O ministro de Estado e das Finanças considerou hoje que é “absolutamente crucial manter as taxas de juro da dívida muito baixas”, de forma a permitir menores custos de financiamento ao país.

“Com os níveis de endividamento que Portugal e outros países europeus, e em particular do sul, têm, é absolutamente crucial manter taxas de juro da dívida muito baixas”, disse João Leão na conferência de imprensa de apresentação do Orçamento do Estado para 2021 (OE2021), que decorreu hoje no Ministério das Finanças, em Lisboa.

Segundo o ministro, os níveis “historicamente baixos” do dinheiro nos mercados permitem o financiamento do Estado “sem custos com juros significativos”.

“Esta dívida é gerível sem sobrecarregar os portugueses se conseguirmos manter estas taxas a níveis recorde, no sentido muito baixo”, salientou o governante.

João Leão considera que valores como o custo médio dos juros a 10 anos estar próximo dos 0,2% permitem que “ano após ano o Estado tenha poupado centenas de milhões de euros em pagamentos de juros da dívida”, estimando uma poupança na ordem dos 300 milhões de euros em 2021.

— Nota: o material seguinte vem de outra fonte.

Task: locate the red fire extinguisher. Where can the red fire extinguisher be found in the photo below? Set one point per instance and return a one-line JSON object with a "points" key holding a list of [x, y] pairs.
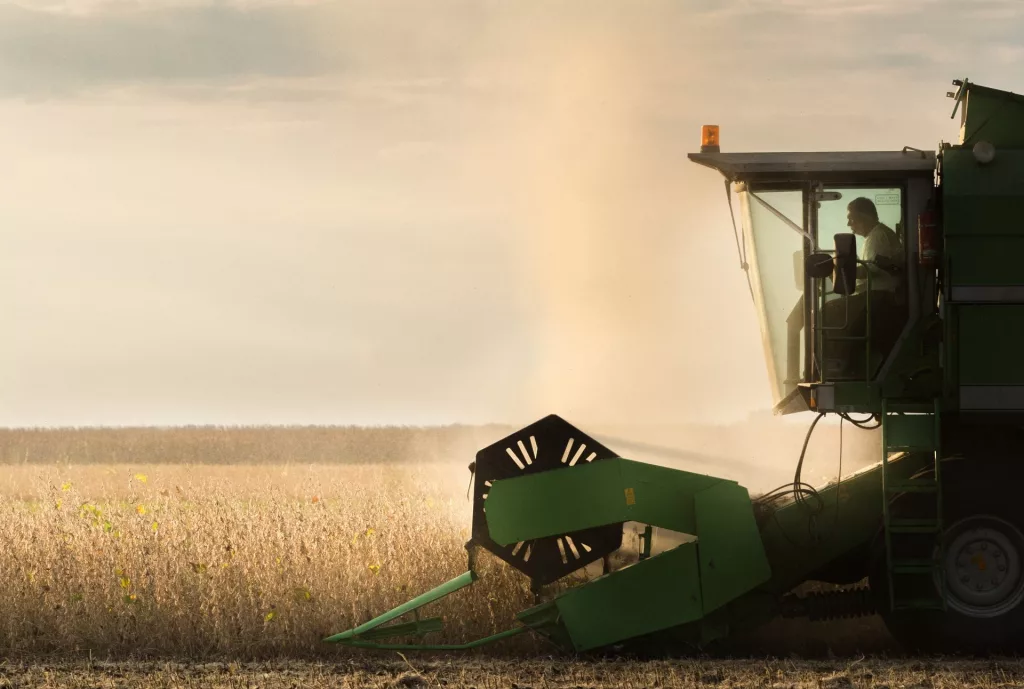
{"points": [[929, 238]]}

“Para isso, é importante sermos credíveis e demonstrarmo-nos responsáveis. É preciso tomarmos decisões que são equilibradas, que nesta fase de crise vão ao encontro das necessidades do país na resposta à crise pandémica”, mas também devem ser decisões “responsáveis que permitem, a prazo, voltar à sustentabilidade das finanças públicas”, disse João Leão.

Relativamente a autorizações legislativas presentes no Orçamento do Estado para fazer face à pandemia, o ministro disse que dão “flexibilidade adicional” para conseguir “responder de imediato” a eventuais necessidades.

“Houve este ano serviços públicos que ficaram sem a sua receita habitual própria e é preciso ter capacidade própria para injetar financiamento nesses serviços públicos”, justificou o ministro, adiantando que “não coisas que não acontecem num ano normal”.

“E necessário, para evitar estrangulamentos e dificuldades na gestão financeira do Estado”, entende o ministro.

Na proposta de OE2021, entregue na segunda-feira no parlamento, o Governo prevê para este ano uma recessão de 8,5% e que a economia cresça 5,4% em 2021 e 3,4% em 2022, “ano em que se alcança um nível de PIB equivalente ao registado no período pré-crise pandémica”.

Segundo a proposta de Orçamento, também será em 2022 que Portugal voltará a cumprir as regras impostas por Bruxelas relativas ao défice orçamental, que deverá atingir 7,3% do PIB em 2020, 4,3% em 2021 e 2,8% em 2022.

O Governo estima que o rácio da dívida pública registe uma melhoria em 2021, passando a representar 130,9% do PIB, depois de atingir os 134,8% em 2020.

Quanto ao desemprego, este ano deverá subir até uma taxa de 8,7%, descendo em 2021 para os 8,2%.